Mr. Ragbir was not the only high-profile immigrant rights leader arrested in a one-week span. On Thursday night, immigration authorities detained Eliseo Jurado, the husband of Ingrid Latorre, who is fighting deportation as she takes sanctuary in a Colorado church.
Last week, a co-founder of New Sanctuary in New York was detained; Jean Montrevil, a native of Haiti, was picked up near his home in Far Rockaway, Queens, two weeks before a scheduled check-in.
“It seems really clear to us that this is an escalation of retaliation, not just against individual rights leaders, but against the right of the movement to exist,” said Mary Small, the policy director for Detention Watch Network, an immigrant rights group.
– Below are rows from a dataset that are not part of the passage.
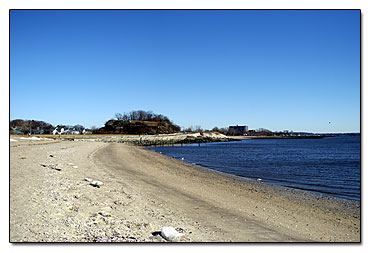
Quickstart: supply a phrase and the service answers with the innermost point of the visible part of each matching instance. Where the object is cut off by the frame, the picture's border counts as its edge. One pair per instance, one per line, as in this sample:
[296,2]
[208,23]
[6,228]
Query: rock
[104,214]
[170,233]
[96,183]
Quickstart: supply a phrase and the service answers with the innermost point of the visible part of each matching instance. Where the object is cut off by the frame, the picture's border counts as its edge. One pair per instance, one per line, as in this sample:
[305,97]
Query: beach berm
[145,191]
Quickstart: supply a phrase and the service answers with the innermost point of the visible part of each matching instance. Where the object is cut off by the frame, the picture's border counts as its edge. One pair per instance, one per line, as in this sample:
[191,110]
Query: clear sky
[280,70]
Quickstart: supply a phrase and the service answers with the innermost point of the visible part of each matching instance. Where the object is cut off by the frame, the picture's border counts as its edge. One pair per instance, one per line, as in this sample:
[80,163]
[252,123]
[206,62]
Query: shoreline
[144,190]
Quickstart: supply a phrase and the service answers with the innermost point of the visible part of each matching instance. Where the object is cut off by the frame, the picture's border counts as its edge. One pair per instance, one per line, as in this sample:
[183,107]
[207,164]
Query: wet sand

Rachael Yong Yow, a spokeswoman for the New York field office of ICE, said in a statement on Thursday that in the last 12 years Mr. Ragbir’s immigration case has undergone extensive judicial review at multiple levels.
“In each review, the courts have uniformly held that Mr. Ragbir does not have a legal basis to remain in the U.S.,” she said. “He has since exhausted his petitions and appeals through the immigration courts, the Board of Immigration Appeals, and the U.S. District Court. He will remain in custody pending removal to Trinidad.”
Ms. Gottlieb said she understood the legal disagreements over the case, but questioned the government’s lack of transparency in its operations.
“Basic human decency requires that his wife and lawyers know where he is, so that we don’t live in a country where people are whisked away to secret facilities,” Ms. Gottlieb said.
Ms. Yong Yow declined to comment on the pending hearing.